Baidu, the Beijing conglomerate behind the eponymous Chinese search engine, invests heavily in natural language processing (NLP) research. In October, it debuted an AI model capable of beginning a translation just a few seconds into a speaker’s speech and finishing seconds after the end of a sentence, and in 2016 and 2017, it launched SwiftScribe, a web app powered by its DeepSpeech platform, and TalkType, a dictation-centric Android keyboard.
Building on that and other previous work, Baidu this week detailed ERNIE (Enhanced Representation through kNowledge IntEgration), a natural language model based on its PaddlePaddle deep learning platform. The company claims it achieves “high accuracy” on a range of language processing tasks, including natural language inference, semantic similarity, named entity recognition, sentiment analysis, and question-answer matching, and that it’s state-of-the-art with respect to Chinese language understanding.
The source code and pretrained models are available on Github.
“In recent years, unsupervised pre-trained language models have made great progress on various NLP tasks,” Baidu explained in a blog post. “[But] early work in this field focused on context-independent word embedding. [T]hese models mainly focused on the original language signals, not on semantic units in the text … We considered that if the model can learn the implicit knowledge from texts, its performances on various tasks will be further improved.”
Toward that end, the character-based ERNIE was architected to learn the semantic representation of concepts by ingesting paragraphs containing partially masked words.
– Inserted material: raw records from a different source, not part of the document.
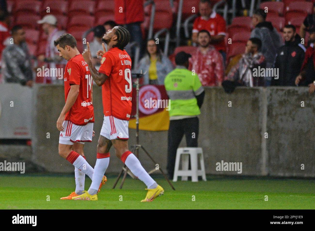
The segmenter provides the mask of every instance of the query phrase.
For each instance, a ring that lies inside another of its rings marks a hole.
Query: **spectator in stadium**
[[[176,55],[176,67],[164,80],[171,105],[167,166],[171,179],[174,173],[176,151],[184,135],[187,147],[198,146],[199,120],[197,116],[200,114],[205,94],[198,76],[187,69],[191,56],[184,52]]]
[[[256,10],[253,15],[252,23],[255,28],[251,38],[258,38],[262,43],[261,53],[266,59],[266,68],[272,68],[274,65],[278,49],[283,45],[282,39],[271,23],[266,21],[267,13],[262,9]],[[272,76],[265,78],[265,84],[270,86]]]
[[[238,63],[231,70],[226,80],[237,82],[240,85],[248,87],[264,85],[263,77],[255,76],[254,69],[265,68],[265,57],[260,52],[261,41],[257,38],[252,38],[247,41],[245,53]]]
[[[224,40],[226,28],[225,20],[223,17],[212,10],[209,0],[201,0],[199,13],[200,16],[194,22],[193,42],[198,42],[198,32],[203,30],[208,30],[211,35],[211,44],[222,55],[225,63],[226,60]]]
[[[44,16],[43,19],[37,21],[38,24],[42,24],[43,30],[45,34],[48,35],[47,44],[46,45],[45,55],[40,55],[37,57],[39,62],[45,62],[48,63],[48,68],[55,68],[56,64],[66,64],[66,61],[63,59],[59,56],[59,52],[54,45],[54,41],[56,40],[60,36],[66,33],[64,30],[59,30],[57,28],[57,19],[52,14],[48,14]],[[54,73],[53,72],[53,73]],[[54,84],[63,83],[63,79],[58,80],[57,76],[49,76],[48,79],[45,77],[44,83],[50,81]]]
[[[26,42],[25,31],[17,25],[11,30],[13,42],[2,52],[2,74],[6,82],[32,87],[33,72]]]
[[[143,0],[115,0],[115,22],[129,31],[130,42],[137,42],[141,49],[143,41],[140,24],[144,18]]]
[[[279,48],[276,58],[275,68],[278,68],[278,79],[271,79],[271,85],[295,86],[295,80],[299,75],[303,63],[305,52],[301,40],[296,39],[295,27],[286,25],[283,29],[284,45]]]
[[[8,38],[11,37],[9,32],[9,15],[8,13],[0,11],[0,57],[6,44],[9,44]]]
[[[311,44],[315,42],[315,27],[309,30],[308,39]],[[309,92],[315,91],[315,49],[310,46],[306,50],[305,57],[299,74],[295,79],[295,84],[298,86],[308,86]]]
[[[140,60],[137,72],[145,73],[143,77],[145,85],[163,85],[166,75],[173,69],[172,63],[166,56],[163,55],[154,39],[148,41],[146,54]]]
[[[99,25],[93,28],[94,32],[94,38],[93,41],[89,43],[90,45],[90,50],[92,55],[92,62],[96,70],[98,70],[100,66],[100,59],[97,58],[96,53],[100,50],[103,50],[102,45],[103,42],[102,39],[106,31],[104,26]],[[104,43],[105,49],[107,50],[107,45]]]
[[[212,38],[208,30],[198,32],[199,46],[190,60],[189,69],[198,75],[203,86],[220,86],[224,75],[223,58],[210,44]]]
[[[315,26],[315,2],[313,4],[313,14],[307,14],[300,28],[300,35],[302,38],[305,38],[306,31],[309,31]]]

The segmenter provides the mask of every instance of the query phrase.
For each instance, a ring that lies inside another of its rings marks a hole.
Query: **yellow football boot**
[[[84,193],[77,196],[74,196],[72,200],[82,200],[83,201],[97,201],[97,194],[91,195],[87,191],[83,191]]]
[[[141,201],[141,202],[150,202],[153,201],[156,198],[164,193],[164,190],[158,185],[155,189],[146,189],[146,190],[148,190],[148,192],[146,194],[146,198],[144,198],[144,200]]]

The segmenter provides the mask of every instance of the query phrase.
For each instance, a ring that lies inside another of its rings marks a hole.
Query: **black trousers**
[[[199,120],[198,117],[169,121],[168,144],[167,165],[169,177],[173,179],[176,151],[185,134],[187,147],[198,146]]]

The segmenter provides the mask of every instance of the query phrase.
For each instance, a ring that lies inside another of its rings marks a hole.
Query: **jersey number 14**
[[[88,84],[87,85],[87,89],[88,90],[87,97],[88,98],[89,92],[91,91],[91,89],[92,87],[92,81],[93,81],[93,78],[90,74],[86,74],[85,79],[86,79],[86,81],[88,82]]]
It’s a versatile approach — Baidu says that unlike systems that rely on word-level modeling to suss out relationships among parts of speech, ERNIE is able to comprehend the “compositional meaning” of sequential characters like “红色,蓝色, 绿色,” which means red, blue and green, respectively.
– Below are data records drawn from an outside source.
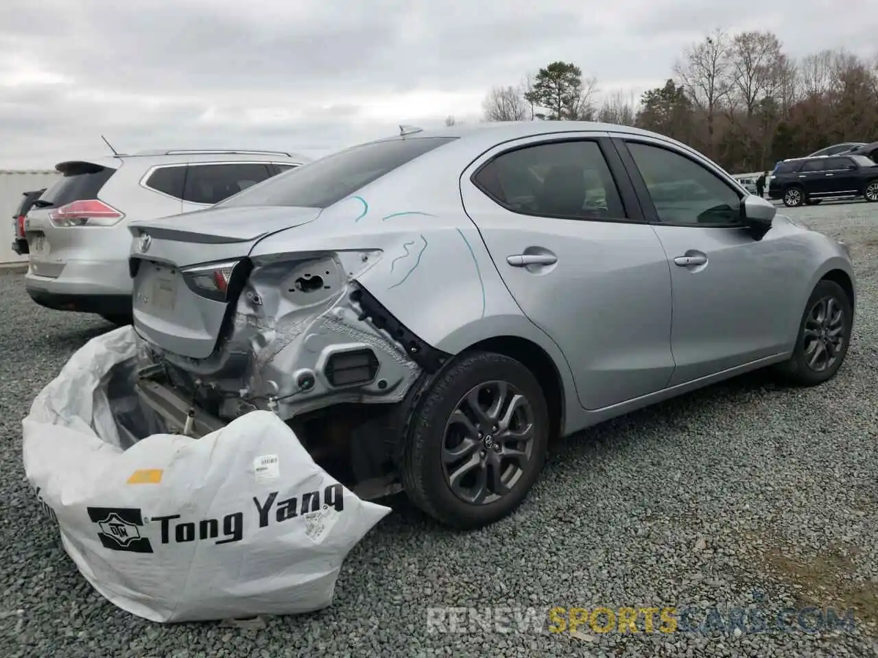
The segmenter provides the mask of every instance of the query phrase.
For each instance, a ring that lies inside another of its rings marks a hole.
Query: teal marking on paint
[[[476,274],[479,275],[479,285],[482,287],[482,318],[484,318],[486,300],[485,300],[485,282],[482,281],[482,270],[479,267],[479,261],[476,260],[476,253],[472,251],[472,247],[470,246],[470,240],[466,239],[466,236],[464,235],[464,232],[461,231],[459,228],[455,230],[460,234],[460,237],[463,238],[464,243],[466,245],[466,248],[470,250],[470,255],[472,256],[472,263],[473,265],[476,266]]]
[[[392,215],[387,215],[387,217],[381,218],[381,221],[385,222],[392,217],[402,217],[403,215],[421,215],[422,217],[435,217],[435,215],[431,215],[429,212],[419,212],[418,211],[407,211],[406,212],[394,212]]]
[[[393,274],[393,268],[396,267],[396,261],[401,261],[402,259],[404,259],[404,258],[406,258],[407,256],[412,255],[412,253],[408,250],[408,247],[411,247],[414,244],[414,240],[413,240],[411,242],[407,242],[406,244],[404,244],[402,246],[402,248],[406,250],[406,253],[403,254],[401,256],[397,256],[396,258],[394,258],[391,261],[391,263],[390,263],[390,273],[391,274]]]
[[[369,212],[369,204],[367,204],[366,200],[362,197],[351,197],[350,198],[356,199],[357,201],[360,201],[363,204],[363,212],[361,212],[360,216],[354,220],[354,224],[356,224],[358,221],[360,221],[360,219],[362,219],[366,216],[367,212]]]
[[[406,279],[411,276],[412,272],[414,272],[415,269],[418,268],[418,266],[421,264],[421,257],[424,255],[424,252],[427,251],[427,238],[421,235],[421,240],[424,241],[424,246],[421,247],[421,251],[418,252],[418,260],[414,261],[414,266],[406,273],[406,275],[402,277],[401,281],[399,281],[398,283],[394,283],[393,285],[392,285],[390,288],[387,289],[388,290],[392,290],[397,286],[401,286],[403,283],[406,283]]]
Furthermore, ERNIE uses a dialogue language model to tackle question-answer scenarios, along with a technique called dialogue response loss. Essentially, it takes two adjacency pairs — two utterances by two speakers, one after the other — and encodes them mathematically to identify the speakers’ roles and learn implicit relationships in the exchange.
To validate ERNIE’s design, the researchers fed it with online encyclopedia articles, news clippings, and forum threads, and had it infer knowledge omitted from sample paragraphs. It managed to correctly fill in prompts like “Relativity is a theory about space-time and gravity, which was founded by _________” (ERNIE’s answer: “Einstein”) and “The surface area of the Earth is 510 million square kilometers, which of 71 percent are ________, 29 percent are land” (ERNIE: “ocean.” And far more impressively, when tested on a benchmark devised by Facebook and New York University researchers (XNLI), it outperformed Google’s BERT on Chinese data.
Baidu says it plans to integrate ERNIE with “a variety of products.” One likely beneficiary is DuerOS, a suite of software developer kits (SDKs), APIs, and turnkey solutions that enable original equipment manufacturers to build Baidu’s voice platform into smart speakers, refrigerators, washing machines, set-top boxes, and more. To date, more than 200 companies have launched 110 DuerOS-powered products, and Baidu announced in November that DuerOS is installed on over 150 million devices and has more than 35 million monthly active users.